Critical Studies on Terrorism Annual Virtual Conference
Contemporary issues in Critical Terrorism Studies
The world is on fire! Political activism, protest, dissent, and political opposition are among the responses to a world that is plagued by war, famine, genocide, climate change and the global rise of fascism. The framing, manipulation, and instrumentalisation of the label ‘terrorism’ plays a central role in efforts to silence and criminalise such activism and dissent. Various practices of surveillance, control, and punishment are constantly refined and globalised and contribute to a growing and global counter-terrorism apparatus that becomes ever more far-reaching, pervasive, and normalised.
Draft programme
(This programme is still in draft form, if you are a panellist and need us to change the timing of your presentation, please contact cst.group@bisa.ac.uk)
9 am - 9.15 am - Introduction and new convenor announcement
9.15 am - 10.45 am - Panel 1 Language and discourse: producing the truth of terrorism
Chair: CST convenor
- Richard McNeil-Willson (University of Edinburgh), Proscription as Counterterrorism Impact Assessment – approaches for understanding the impact of proscription on European (in)security.
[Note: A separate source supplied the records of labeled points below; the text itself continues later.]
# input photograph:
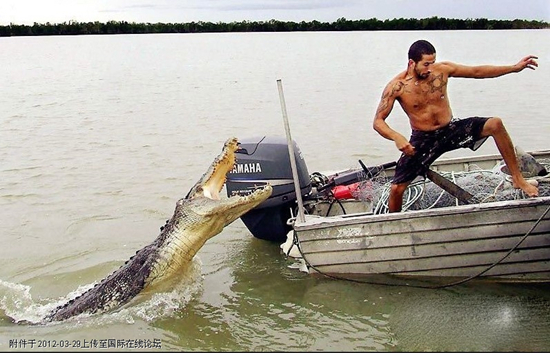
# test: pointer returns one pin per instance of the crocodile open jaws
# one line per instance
(197, 217)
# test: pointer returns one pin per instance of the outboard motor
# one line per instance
(262, 160)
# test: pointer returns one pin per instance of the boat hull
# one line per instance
(504, 240)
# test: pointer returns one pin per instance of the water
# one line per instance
(101, 135)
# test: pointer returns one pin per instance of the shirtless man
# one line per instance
(421, 91)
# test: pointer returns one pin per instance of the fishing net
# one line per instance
(485, 186)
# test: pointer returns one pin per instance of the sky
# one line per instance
(179, 11)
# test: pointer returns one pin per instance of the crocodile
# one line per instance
(199, 216)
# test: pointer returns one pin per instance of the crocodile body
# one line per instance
(198, 217)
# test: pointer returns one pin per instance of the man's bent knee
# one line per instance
(493, 126)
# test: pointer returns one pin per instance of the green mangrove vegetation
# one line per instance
(341, 24)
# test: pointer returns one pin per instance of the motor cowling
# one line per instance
(262, 160)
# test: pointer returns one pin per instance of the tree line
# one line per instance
(341, 24)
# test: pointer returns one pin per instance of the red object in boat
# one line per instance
(342, 192)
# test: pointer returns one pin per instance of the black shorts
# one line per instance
(430, 145)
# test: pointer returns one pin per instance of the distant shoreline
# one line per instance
(341, 24)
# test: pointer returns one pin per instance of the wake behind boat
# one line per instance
(498, 234)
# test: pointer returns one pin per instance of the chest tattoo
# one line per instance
(437, 83)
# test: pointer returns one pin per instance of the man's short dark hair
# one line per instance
(419, 48)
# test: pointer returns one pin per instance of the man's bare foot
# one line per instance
(528, 188)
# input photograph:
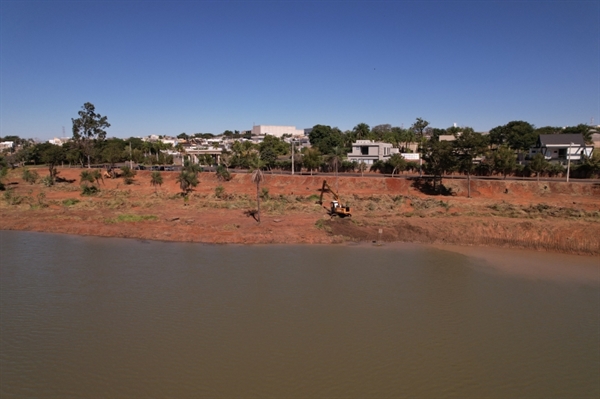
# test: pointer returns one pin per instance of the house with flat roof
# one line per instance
(561, 147)
(369, 151)
(277, 131)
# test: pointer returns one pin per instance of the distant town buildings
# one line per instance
(369, 151)
(59, 140)
(277, 131)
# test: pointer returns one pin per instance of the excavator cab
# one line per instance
(337, 209)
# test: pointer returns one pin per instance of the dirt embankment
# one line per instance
(554, 216)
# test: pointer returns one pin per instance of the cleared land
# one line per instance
(552, 216)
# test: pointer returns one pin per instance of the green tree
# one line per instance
(311, 159)
(361, 131)
(128, 174)
(87, 180)
(156, 179)
(325, 138)
(222, 173)
(504, 161)
(89, 128)
(419, 127)
(539, 165)
(517, 135)
(468, 146)
(187, 180)
(30, 176)
(271, 148)
(439, 157)
(114, 151)
(52, 155)
(397, 163)
(582, 129)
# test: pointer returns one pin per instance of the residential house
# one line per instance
(277, 131)
(369, 151)
(561, 147)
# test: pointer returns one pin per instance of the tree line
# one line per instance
(471, 153)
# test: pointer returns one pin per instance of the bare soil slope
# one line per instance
(555, 216)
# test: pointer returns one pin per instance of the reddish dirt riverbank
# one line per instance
(553, 216)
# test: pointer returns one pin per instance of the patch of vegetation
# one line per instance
(544, 210)
(128, 174)
(506, 210)
(70, 201)
(30, 176)
(264, 194)
(12, 198)
(89, 190)
(428, 203)
(321, 224)
(47, 181)
(131, 218)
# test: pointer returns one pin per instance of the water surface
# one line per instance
(96, 317)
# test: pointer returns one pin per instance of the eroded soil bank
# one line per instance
(552, 216)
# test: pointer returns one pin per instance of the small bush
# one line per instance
(132, 218)
(47, 181)
(89, 190)
(128, 174)
(30, 176)
(11, 198)
(264, 194)
(70, 201)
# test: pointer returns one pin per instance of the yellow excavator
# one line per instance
(337, 209)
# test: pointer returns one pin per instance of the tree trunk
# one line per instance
(468, 185)
(258, 201)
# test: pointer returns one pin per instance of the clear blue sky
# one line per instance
(155, 67)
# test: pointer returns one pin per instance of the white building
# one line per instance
(561, 147)
(369, 151)
(277, 131)
(59, 140)
(6, 145)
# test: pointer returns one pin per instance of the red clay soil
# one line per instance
(552, 216)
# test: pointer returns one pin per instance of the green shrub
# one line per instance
(30, 176)
(128, 174)
(47, 181)
(264, 194)
(89, 190)
(70, 201)
(11, 198)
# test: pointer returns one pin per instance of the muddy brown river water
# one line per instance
(87, 317)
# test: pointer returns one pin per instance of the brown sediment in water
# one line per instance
(550, 216)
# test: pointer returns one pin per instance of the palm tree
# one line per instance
(257, 177)
(335, 159)
(187, 180)
(156, 179)
(311, 159)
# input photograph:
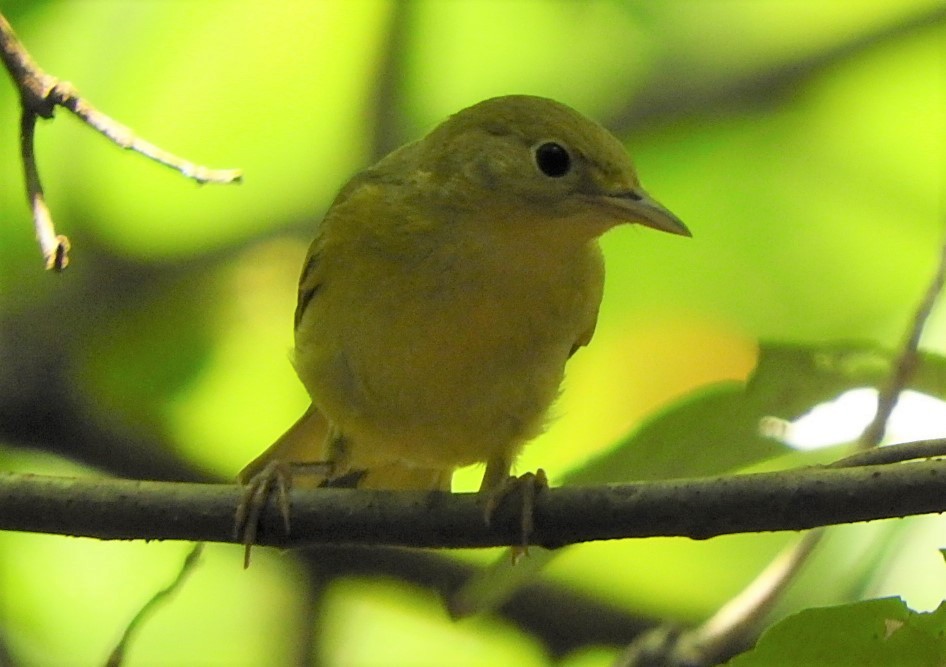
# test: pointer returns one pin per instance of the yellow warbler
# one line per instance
(446, 288)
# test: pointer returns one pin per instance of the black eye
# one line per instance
(553, 160)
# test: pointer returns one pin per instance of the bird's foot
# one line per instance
(525, 487)
(275, 475)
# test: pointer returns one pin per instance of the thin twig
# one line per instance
(907, 451)
(40, 94)
(190, 561)
(698, 508)
(906, 361)
(55, 247)
(732, 627)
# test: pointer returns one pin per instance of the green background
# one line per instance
(801, 142)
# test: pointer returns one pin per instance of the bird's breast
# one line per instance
(445, 360)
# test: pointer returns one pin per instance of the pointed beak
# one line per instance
(636, 206)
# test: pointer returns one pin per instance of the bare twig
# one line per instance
(55, 247)
(906, 360)
(696, 508)
(40, 94)
(734, 624)
(190, 561)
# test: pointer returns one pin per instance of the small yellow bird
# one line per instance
(445, 290)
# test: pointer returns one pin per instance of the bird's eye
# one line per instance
(553, 160)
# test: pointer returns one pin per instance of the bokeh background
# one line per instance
(802, 142)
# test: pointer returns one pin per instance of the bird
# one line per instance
(444, 291)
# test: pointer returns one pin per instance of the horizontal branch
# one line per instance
(695, 508)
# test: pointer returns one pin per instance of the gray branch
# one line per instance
(696, 508)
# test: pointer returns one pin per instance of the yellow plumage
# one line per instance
(446, 288)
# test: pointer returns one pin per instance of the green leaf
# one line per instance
(874, 632)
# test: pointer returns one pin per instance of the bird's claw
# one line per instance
(527, 487)
(253, 500)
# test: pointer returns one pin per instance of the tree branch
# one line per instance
(695, 508)
(40, 94)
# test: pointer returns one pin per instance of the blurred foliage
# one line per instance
(875, 632)
(800, 141)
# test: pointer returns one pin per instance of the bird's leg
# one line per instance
(498, 484)
(270, 472)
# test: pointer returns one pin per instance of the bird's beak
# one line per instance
(636, 206)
- Kyle Matthews (Te Herenga Waka – Victoria University of Wellington), (Lack of) Consultation over the Definitions of ‘Terrorism’ and ‘Terrorists’ in Aotearoa New Zealand
- Kamran Khan (University of Birmingham), Language and (Counter)Terrorism
- Carlotta Sallach (Central European University), Embodied Encounters: Femininity, ‘Terrorism’ and the German Body Politic on Trial
10.45 am - 11 am- Break
11 am - 12.30 pm - Panel 2 Occupation, colonialism and surveillance
Chair: CST Convenor
- Rohi Jehan (University of Manchester), "One Must Be Careful These Days": Surveillance, Debility, and the Politics of Invisibility in Kashmir
- Meabh Shearer (Queen’s University Belfast), Constructing Innocence: British Military Violence and the Politics of Impunity in Northern Ireland
- Hope Johnson (Cardiff University), Security as Repetition: Colonial Violence and the Policing of Protest in Kenya from Mau Mau to Saba Saba
- Abdul Rehman (Center for International Strategic Studies, Azad Jammu & Kashmir), The Panopticon State: Analyzing Surveillance Practices in Indian Administered Kashmir
12.30 pm - 1.15 pm - Lunch Break
1.15 pm - 2.45 pm - Panel 3 Digital and algorithmic counterterrorism
Chair: CST convenor
- Islam Al Khatib (LSE), Algorithmic Targeting and the Politics of Terrorist Classification in Palestine and Lebanon
- Haris Bin Aziz (National University of Modern Languages, Pakistan), From Proscription to Platforming: Islamophobia, Terror Labels, and the Digital Policing of Muslim Dissent in Europe
- Esra Merve Boztosun Çalışkan (Istanbul Medipol University, Turkey), Digital Dissidents as 'Cyber Terrorists': The Criminalization of Hacktivism in the Age of Global Authoritarianism
- Alp Cenk Arslan (Turkish National Police Academy), Terrorism Reframed? A Critical Reading of U.S. Security Institutions’ AI Strategy Documents
2.45 pm - 3 pm - Break
3pm - 4.45 pm - Panel 4 ‘Radical communities': Preventing extremism, suppressing dissent
Chair: Mirna Guha
- Iida Käyhkö (Royal Holloway, University of London), Proscription, elimination and pacification in the British counterterrorism assemblage
- Hanan Fara and Sophia Butt (University of Birmingham), From Solidarity to Surveillance: Universities & the Policing of Palestine Activism
- Jane Horton (University of Liverpool), “You don’t want to risk anything”: Examining educators’ constrained agency in response to the Prevent Duty
- Sophia Butt and Mariyah Ali (University of Birmingham), Free Speech, Activism & Prevent
- Carlos Yebra López (California State University at Fullerton, USA), The Framing of ‘Jihad’ and ‘Baraka’ in Political Propaganda on Terrorism in Spain: The Case of the Madrid (2004) and Barcelona (2017) Attacks
Registration will close two hours before the event begins.